Nick Simicich talk@flux.org
Sat, 16 Dec 2006 22:44:42 -0500


On Sat, 2006-12-16 at 15:12, Terry Richards wrote:
> has anyone experience with other Linux like systems?

Linux is a "Unix Like" system, and I believe that it has some sort of
Posix rating. I'm not sure if it is legally Unix, I think it might be.

If you are asking about Linux like as "Free Software, Unix like
supporting X", then, well, there are a number of those.

> i fooled around with BeOS for a while and thought quite highly of it. 
> unfortunetly there wasn't enough behind the effort to make it a better 
> choice than Linux, much less  MacOSX which is what i mainly use. the 
> opendarwin and fink systems <?> were a big plus in my decision to use a 
> tibook for my main desktop. anyway i was wondering if anybelly here also 
> used any flavor of  BSD or plan 9 or anything else like that with success...

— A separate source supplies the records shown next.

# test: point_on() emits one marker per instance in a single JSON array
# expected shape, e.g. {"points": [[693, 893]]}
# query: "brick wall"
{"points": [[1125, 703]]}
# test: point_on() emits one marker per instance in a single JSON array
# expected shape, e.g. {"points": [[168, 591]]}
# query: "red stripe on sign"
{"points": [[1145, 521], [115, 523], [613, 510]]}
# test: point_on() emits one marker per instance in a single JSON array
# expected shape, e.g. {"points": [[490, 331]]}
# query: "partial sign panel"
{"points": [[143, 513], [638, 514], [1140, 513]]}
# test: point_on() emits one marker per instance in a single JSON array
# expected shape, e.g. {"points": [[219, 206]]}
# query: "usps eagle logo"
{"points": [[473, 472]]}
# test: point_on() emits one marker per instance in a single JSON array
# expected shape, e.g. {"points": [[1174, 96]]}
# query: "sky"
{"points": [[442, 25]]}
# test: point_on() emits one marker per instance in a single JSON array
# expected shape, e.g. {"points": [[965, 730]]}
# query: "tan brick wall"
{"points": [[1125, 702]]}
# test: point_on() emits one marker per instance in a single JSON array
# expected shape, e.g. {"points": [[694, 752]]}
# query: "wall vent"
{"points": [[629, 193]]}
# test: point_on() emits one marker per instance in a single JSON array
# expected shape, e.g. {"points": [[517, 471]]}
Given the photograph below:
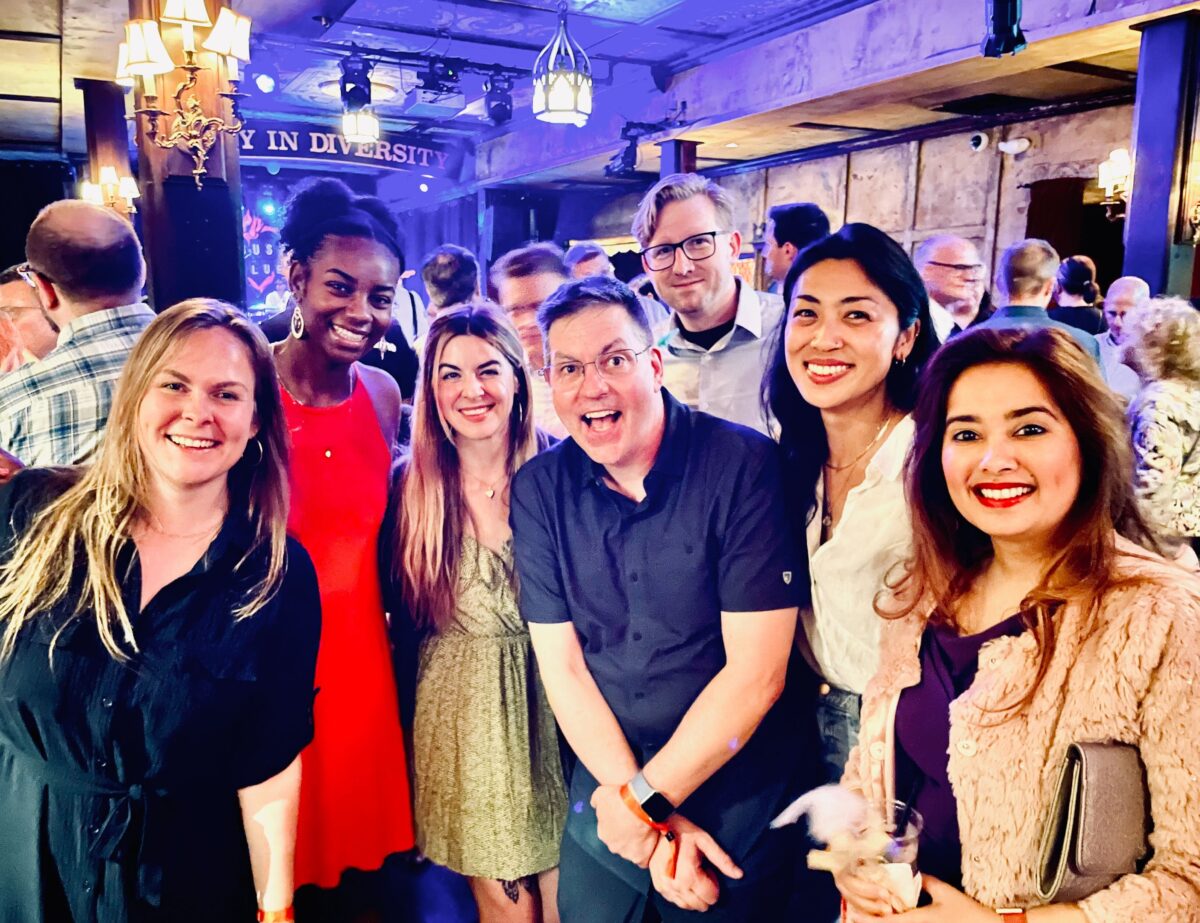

It is sort of amusing that at one point, writing an OS was considered
hard.  Then there was Minix, and Linux, and BSD was rewritten as all
free code, and BeOS was freed, and Hurd seems to be continuing the
development of Mach that might have been the follow-on to OS/2. (Of
course, this was all facilitated by the FSF - who wisely noted that the
hard part were all the tools and who sponsored people writing essentials
like cp and gawk and bash and so forth and a decent C compiler and
linker so that binaries can be built - all those things we need to have
a real OS with a useful command line and the ability to craft useful
tools quickly, and which do not need to be recreated by everyone who
works on a new free OS - heck, Cygwin almost makes Windows a reasonable
command line platform, for end users.

As the FSF has pointed out in the past, the proper term is not "Linux
like" but GNU/Linux - and also GNU/BSD - because all these things are
based on a ton of free software that is given a framework by by GNU -
and would otherwise only be available as part of (whoever owns Unix this
month)'s Unix distribution - or something derived from it.

When you use Linux, you are, of course, using the Linux core. But you
only rarely use things that are only part of Linux - most of the things
you actually use are part of X - and run on many platforms, or are part
of some other free software project and run on many platforms, or,
surprisingly frequently, are part of the GNU core and are part of almost
every free software operating system distribution that exists today.